1.4 Managing multiple environments
⏱ ~45 min · 💰 low–moderate (one Cloud Run service or GKE namespace per stage) · ⚙️ Requires: Pipeline engineer profile with
enable_cloud_deploy = true
Why the exam cares — You must keep dev/staging/prod structurally identical while varying parameters, decide where approval gates belong, and know what isolation boundary each environment needs (namespace vs. service vs. project). Exam scenarios probe promotion mechanics: what artifact moves between stages and what must not be rebuilt.
How RAD implements it — cloud_deploy_stages defines the promotion path. The default is:
[
{ name = "dev", require_approval = false, auto_promote = false },
{ name = "staging", require_approval = false, auto_promote = false },
{ name = "prod", require_approval = true, auto_promote = false },
]
Each stage becomes a Cloud Deploy target (with require_approval mapped directly) and a stage-suffixed runtime: Cloud Run services named <service>-<stage>, or GKE namespaces per stage passed to Skaffold via the NAMESPACE deploy parameter. Stages with auto_promote = true get a Cloud Deploy automation with an advance-rollout rule, so a successful rollout advances automatically. Terraform provisions only the first stage's service/namespace; later stages materialize when Cloud Deploy promotes into them — the same rendered release, same image digest, no rebuild. Per-stage overrides (project_id, region, service_name) exist on each stage object, so cross-project promotion is expressible, though the lab runs all stages in one project.
Try it
- With the Pipeline engineer profile deployed, promote the current release out of dev:
gcloud deploy releases promote \
--delivery-pipeline=<pipeline-name> \
--region=us-central1 --project=$GOOGLE_PROJECT_ID
- Promote again toward prod, then open Console > Cloud Deploy > (pipeline) — the prod rollout stops in Pending approval. Approve it:
gcloud deploy rollouts list --delivery-pipeline=<pipeline-name> \
--release=<release-name> --region=us-central1
gcloud deploy rollouts approve <rollout-name> \
--delivery-pipeline=<pipeline-name> --release=<release-name> \
--region=us-central1
- Compare environments:
gcloud run services listnow shows<service>-dev,<service>-staging,<service>-prodrunning the identical image digest. - You know it worked when the prod rollout required an explicit approval and all three services report the same image digest in
gcloud run services describe ... --format="value(spec.template.spec.containers[0].image)".
Check yourself
Q1: Staging validated image digest X, but prod is running digest Y after promotion. In a correctly designed pipeline, is this possible?
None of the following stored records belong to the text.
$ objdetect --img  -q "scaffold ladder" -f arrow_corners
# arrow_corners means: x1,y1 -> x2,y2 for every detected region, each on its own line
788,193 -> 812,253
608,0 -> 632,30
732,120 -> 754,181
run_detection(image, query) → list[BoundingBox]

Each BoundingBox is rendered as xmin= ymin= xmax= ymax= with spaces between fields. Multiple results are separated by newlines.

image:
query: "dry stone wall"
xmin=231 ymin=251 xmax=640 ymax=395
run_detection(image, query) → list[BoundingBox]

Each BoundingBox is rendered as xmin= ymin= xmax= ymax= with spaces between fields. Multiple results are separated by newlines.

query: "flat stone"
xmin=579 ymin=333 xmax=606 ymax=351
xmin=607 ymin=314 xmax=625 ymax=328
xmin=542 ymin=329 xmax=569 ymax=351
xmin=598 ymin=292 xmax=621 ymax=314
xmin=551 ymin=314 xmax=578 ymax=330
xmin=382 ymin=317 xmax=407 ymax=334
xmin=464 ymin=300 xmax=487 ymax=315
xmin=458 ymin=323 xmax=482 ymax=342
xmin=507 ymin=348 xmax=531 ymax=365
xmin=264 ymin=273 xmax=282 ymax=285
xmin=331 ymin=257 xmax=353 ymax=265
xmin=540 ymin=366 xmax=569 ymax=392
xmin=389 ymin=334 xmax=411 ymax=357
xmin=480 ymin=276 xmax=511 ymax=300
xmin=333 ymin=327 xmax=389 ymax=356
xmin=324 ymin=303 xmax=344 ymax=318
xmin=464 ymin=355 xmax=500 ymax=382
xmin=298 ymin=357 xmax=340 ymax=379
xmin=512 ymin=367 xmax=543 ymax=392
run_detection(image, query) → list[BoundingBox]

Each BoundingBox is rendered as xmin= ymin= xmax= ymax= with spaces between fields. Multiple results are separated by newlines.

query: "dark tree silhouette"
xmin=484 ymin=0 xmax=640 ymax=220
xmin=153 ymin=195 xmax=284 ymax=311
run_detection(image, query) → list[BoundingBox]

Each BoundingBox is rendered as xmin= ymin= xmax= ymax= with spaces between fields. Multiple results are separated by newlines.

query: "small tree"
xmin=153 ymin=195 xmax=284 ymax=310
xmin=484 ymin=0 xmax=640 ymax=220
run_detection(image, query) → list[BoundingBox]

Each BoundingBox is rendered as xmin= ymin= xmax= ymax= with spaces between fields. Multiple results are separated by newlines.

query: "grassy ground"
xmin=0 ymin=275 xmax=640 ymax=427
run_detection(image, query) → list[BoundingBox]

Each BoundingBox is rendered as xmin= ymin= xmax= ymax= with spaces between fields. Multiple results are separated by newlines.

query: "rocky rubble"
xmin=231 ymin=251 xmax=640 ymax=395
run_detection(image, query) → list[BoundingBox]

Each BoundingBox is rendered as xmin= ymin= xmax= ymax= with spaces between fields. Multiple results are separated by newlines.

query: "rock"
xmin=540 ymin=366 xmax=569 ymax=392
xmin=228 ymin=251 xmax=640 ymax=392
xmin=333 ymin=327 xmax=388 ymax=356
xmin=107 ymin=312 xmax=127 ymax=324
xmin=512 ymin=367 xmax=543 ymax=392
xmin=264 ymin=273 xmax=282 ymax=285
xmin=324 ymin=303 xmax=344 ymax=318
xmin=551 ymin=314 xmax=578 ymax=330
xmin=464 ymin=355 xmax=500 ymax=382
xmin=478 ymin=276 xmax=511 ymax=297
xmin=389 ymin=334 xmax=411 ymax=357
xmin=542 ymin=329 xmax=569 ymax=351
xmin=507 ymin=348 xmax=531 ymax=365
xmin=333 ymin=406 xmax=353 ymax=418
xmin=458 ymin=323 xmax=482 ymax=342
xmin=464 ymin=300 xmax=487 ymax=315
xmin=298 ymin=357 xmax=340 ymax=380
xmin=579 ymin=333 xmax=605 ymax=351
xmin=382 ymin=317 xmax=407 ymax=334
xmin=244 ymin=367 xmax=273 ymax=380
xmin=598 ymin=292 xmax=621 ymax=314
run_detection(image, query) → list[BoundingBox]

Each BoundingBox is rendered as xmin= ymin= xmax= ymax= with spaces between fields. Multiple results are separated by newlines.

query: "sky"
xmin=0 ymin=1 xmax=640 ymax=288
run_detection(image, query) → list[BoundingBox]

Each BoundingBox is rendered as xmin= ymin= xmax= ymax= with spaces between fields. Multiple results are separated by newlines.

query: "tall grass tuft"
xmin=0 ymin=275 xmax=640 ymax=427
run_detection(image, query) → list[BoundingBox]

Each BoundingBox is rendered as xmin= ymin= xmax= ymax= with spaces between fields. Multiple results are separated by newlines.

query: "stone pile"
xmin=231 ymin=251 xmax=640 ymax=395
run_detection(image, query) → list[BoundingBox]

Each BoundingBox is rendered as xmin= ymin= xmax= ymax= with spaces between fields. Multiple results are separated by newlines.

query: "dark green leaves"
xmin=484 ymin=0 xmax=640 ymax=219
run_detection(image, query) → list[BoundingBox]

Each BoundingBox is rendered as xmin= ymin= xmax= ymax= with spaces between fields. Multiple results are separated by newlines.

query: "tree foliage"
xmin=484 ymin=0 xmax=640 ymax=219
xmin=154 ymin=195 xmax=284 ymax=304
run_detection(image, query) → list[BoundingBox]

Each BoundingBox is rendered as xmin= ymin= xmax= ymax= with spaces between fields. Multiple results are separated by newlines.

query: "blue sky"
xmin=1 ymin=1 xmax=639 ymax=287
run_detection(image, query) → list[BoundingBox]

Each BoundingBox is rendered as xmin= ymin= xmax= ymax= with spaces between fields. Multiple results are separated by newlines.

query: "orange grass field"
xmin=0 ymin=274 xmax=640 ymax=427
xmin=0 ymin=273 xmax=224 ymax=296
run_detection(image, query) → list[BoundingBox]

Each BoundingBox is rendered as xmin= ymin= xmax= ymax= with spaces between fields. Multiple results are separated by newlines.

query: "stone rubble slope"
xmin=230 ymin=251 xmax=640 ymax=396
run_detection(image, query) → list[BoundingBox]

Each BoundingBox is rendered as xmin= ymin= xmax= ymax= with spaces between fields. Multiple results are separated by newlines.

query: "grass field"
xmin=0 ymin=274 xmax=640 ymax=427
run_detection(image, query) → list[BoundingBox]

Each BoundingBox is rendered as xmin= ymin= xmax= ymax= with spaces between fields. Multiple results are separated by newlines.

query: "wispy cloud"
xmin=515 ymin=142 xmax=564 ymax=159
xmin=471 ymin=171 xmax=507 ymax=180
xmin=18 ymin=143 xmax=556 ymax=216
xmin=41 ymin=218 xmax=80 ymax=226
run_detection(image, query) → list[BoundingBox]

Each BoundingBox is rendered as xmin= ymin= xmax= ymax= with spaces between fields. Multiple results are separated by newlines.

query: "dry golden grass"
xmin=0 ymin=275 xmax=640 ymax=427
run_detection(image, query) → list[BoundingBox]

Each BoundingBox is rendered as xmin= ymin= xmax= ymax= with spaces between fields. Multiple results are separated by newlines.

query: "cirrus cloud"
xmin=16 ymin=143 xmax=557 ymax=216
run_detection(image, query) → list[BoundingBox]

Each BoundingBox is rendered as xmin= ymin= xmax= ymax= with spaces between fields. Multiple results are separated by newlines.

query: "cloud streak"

A: No — Cloud Deploy promotes the release, which pins image digests at release-creation time. If prod shows a different digest, something outside the pipeline deployed it (audit logs will show who), or the pipeline rebuilds per stage, which defeats the build-once/promote-many principle the exam expects.
Q2: Where would you add a fully automatic dev → staging hop while keeping the prod gate?
A: Set auto_promote = true on the dev stage — the module then creates a Cloud Deploy automation with an advance-rollout rule scoped to the dev target. Prod keeps require_approval = true, so automation never bypasses the human gate.
Beyond the modules — The lab keeps all stages in one project. For exam completeness, study per-environment project isolation (separate IAM, quotas, VPCs per environment), Cloud Deploy deploy parameters and custom targets, and post-deployment verification (verify in Skaffold profiles), none of which the modules configure.
⚠️ Exam trap — require_approval gates the rollout into the target, not release creation. A release can exist and sit unpromoted forever; approval is per-target, which is why only prod's target carries the flag.